Intersect has time complexity of O(n+m) where n is size of first list and m is size of second one.
private static void Main(string[] args)
{
Random random = new Random();
int[] positive = Enumerable.Range(0, 1000000).Select(n => random.Next(1, 1000000)).ToArray();
int[] negative = Enumerable.Range(0, 1000000).Select(n => random.Next(-1000000, -1)).ToArray();
var zeroSum = positive.Intersect(negative, new AbsoluteEqual());
foreach (var i in zeroSum)
{
Console.WriteLine("{0} - {1} = 0", i, i);
}
}
You also need to use this IEqualityComparer.

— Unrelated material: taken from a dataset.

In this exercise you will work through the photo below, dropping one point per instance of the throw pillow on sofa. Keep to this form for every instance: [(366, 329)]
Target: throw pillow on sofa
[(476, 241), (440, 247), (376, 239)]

public class AbsoluteEqual : IEqualityComparer<int>
{
public bool Equals(int x, int y)
{
return (x < 0 ? -x : x) == (y < 0 ? -y : y);
}
public int GetHashCode(int obj)
{
return obj < 0 ? (-obj).GetHashCode() : obj.GetHashCode();
}
}
You tried to avoid check two numbers that are close (1, 2 are close, 3, 4 are close), but you didn't avoid check like (-100000, 1), (-1, 100000). Time complexity is O(n^2).
To avoid that you need to sort them first, then search from two direction.
var random = new Random();
var input = Enumerable.Range(1, 100).Select(_ => random.Next(200) - 100).ToArray();
Array.Sort(input); // This causes most computation. Time Complexity is O(n*log(n));
var expectedSum = 0;
var i = 0;
var j = input.Length - 1;
while (i < j) // This has liner time complexity O(n);
{
var result = input[i] + input[j];
if(expectedSum == result)
{
var anchori = i;
while (i < input.Length && input[i] == input[anchori] )
{
i++;
}
var anchorj = j;
while (j >= 0 && input[j] == input[anchorj])
{
j--;
}
// Exclude (self, self) combination
Func<int, int, int> combination = (n, k) =>
{
var mink = k * 2 < n ? k : n - k;
return mink == 0 ? 1
: Enumerable.Range(0, mink).Aggregate(1, (x, y) => x * (n - y))
/ Enumerable.Range(1, mink).Aggregate((x, y) => x * y);
};
var c = i < j ? (i - anchori) * (anchorj - j) : combination(i - anchori, 2);
for (int _ = 0; _ < c; _++)
{
// C# 6.0 String.Format
Console.WriteLine($"{input[anchori]}, {input[anchorj]}");
}
}
else if(result < expectedSum) {
i++;
}
else if(result > expectedSum) {
j--;
}
}
Here is another solution using (huh) LINQ. Hope the code is self explanatory
First some data
var random = new Random();
var data = new int[1000000];
for (int i = 0; i < data.Length; i++) data[i] = random.Next(-100000, 100000);
And now the solution
var result = data
.Where(value => value != int.MinValue)
.GroupBy(value => Math.Abs(value), (key, values) =>
{
if (key == 0)
{
var zeroCount = values.Count();
return zeroCount * (zeroCount - 1) / 2;
}
else
{
int positiveCount = 0, negativeCount = 0;
foreach (var value in values)
if (value > 0) positiveCount++; else negativeCount++;
return positiveCount * negativeCount;
}
})
.Sum();
Theoretically the above should have O(N) time and O(M) space complexity, where M is the count of the unique absolute values in the list.